Se os candidatos ao exame do Enem fossem submetidos a um exame oral de História, se tivessem de dissertar sobre o que houve de mais importante no Brasil do século 20, se entre os julgadores figurasse o professor Antônio Cândido, imagine que nota daria o intelectual companheiro a um candidato que dissesse o seguinte:
“Entre os anos 20 e 30, quando a gente teve a Semana de Arte Moderna, o Brasil cumeçô a se pensar como país, depois houve a Revolução de 30, saiu da República Velha, depois, ali no final dos anos 50 e nos anos 60, teve Brasília, a bossa nova, o cinema novo, toda também uma discussão sobre os caminhos do futuro do país, né?, a discussão sobre a identidade. Acho que nós vivemo um momento igual”.
Esqueçamos as agressões ao português. Fiquemos no conteúdo. Como toda semana, também a Semana de Arte Moderna ─ que se realizou não “entre os anos 20 e 30″, mas em 1922 ─ durou sete dias. Foi um evento importante, mas não obrigou “a se pensar como país” um país que existia desde 1500. Antonio Cândido sabe disso. Sabe, também, que não foi pouco o que houve entre a Revolução de 30, que aposentou a República Velha, e “o final dos anos 50 e nos 60″.

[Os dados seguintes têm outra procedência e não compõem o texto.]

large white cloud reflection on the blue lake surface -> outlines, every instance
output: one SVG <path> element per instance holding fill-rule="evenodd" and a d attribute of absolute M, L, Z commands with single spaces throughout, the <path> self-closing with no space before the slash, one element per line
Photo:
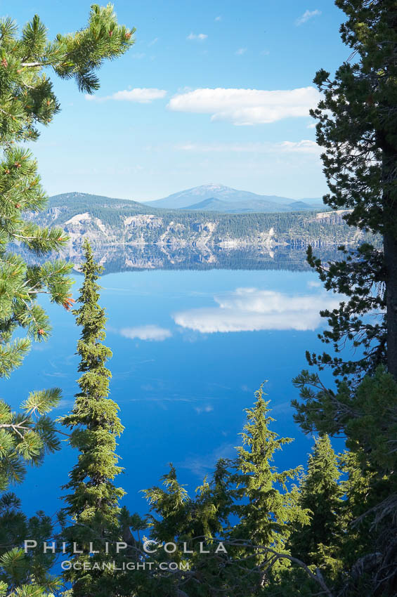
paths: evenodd
<path fill-rule="evenodd" d="M 176 324 L 202 334 L 265 329 L 306 331 L 320 326 L 320 310 L 333 309 L 339 305 L 339 298 L 336 296 L 288 296 L 256 288 L 237 288 L 226 296 L 214 296 L 214 301 L 218 303 L 217 307 L 176 313 Z"/>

Houve, por exemplo, a Revolução de 1932, a Intentona Comunista, a rebelião integralista, o Estado Novo, a Segunda Guerra Mundial, a queda de Getúlio Vargas, a redemocratização, a volta do ditador como presidente eleito e o suicídio. Também não foi pouco o que aconteceu entre o banquinho, o violão, a câmera na mão, o Plano Piloto, as curvas de Niemeyer e “o momento igual que nós vivemo”.
Houve a renúncia de Jânio Quadros, a ascensão de João Goulart, o golpe militar de 1964, a ditadura do AI-5, a Anistia, a Campanha das Diretas, a vitória e a morte de Tancredo Neves, os seis anos de José Sarney, o triunfo e o impeachment de Fernando Collor, os dois mandatos de Fernando Henrique Cardoso, o Plano Real, o fim da inflação e a Era Lula. Fora o resto.
Avaliado por Antonio Cândido, um aluno que empacotasse quase 100 anos em menos de 100 palavras não conseguiria vaga em faculdade nenhuma, muito menos na USP.
Pois foi exatamente isso o que fez Dilma Rousseff ao resolver dissertar sobre o século 20 na casa de Lily Marinho. Como o neurônio solitário não quer um lugar na Universidade, e sim a presidência da República, Antonio Cândido continua incorporado ao grupo de “intelectuais e artistas” que consideram Dilma a chefe de governo que o Brasil merece. E nenhuma declaração indigente o fará mudar de ideia.
Quem não sabe escrever o desfecho da própria biografia merece pena.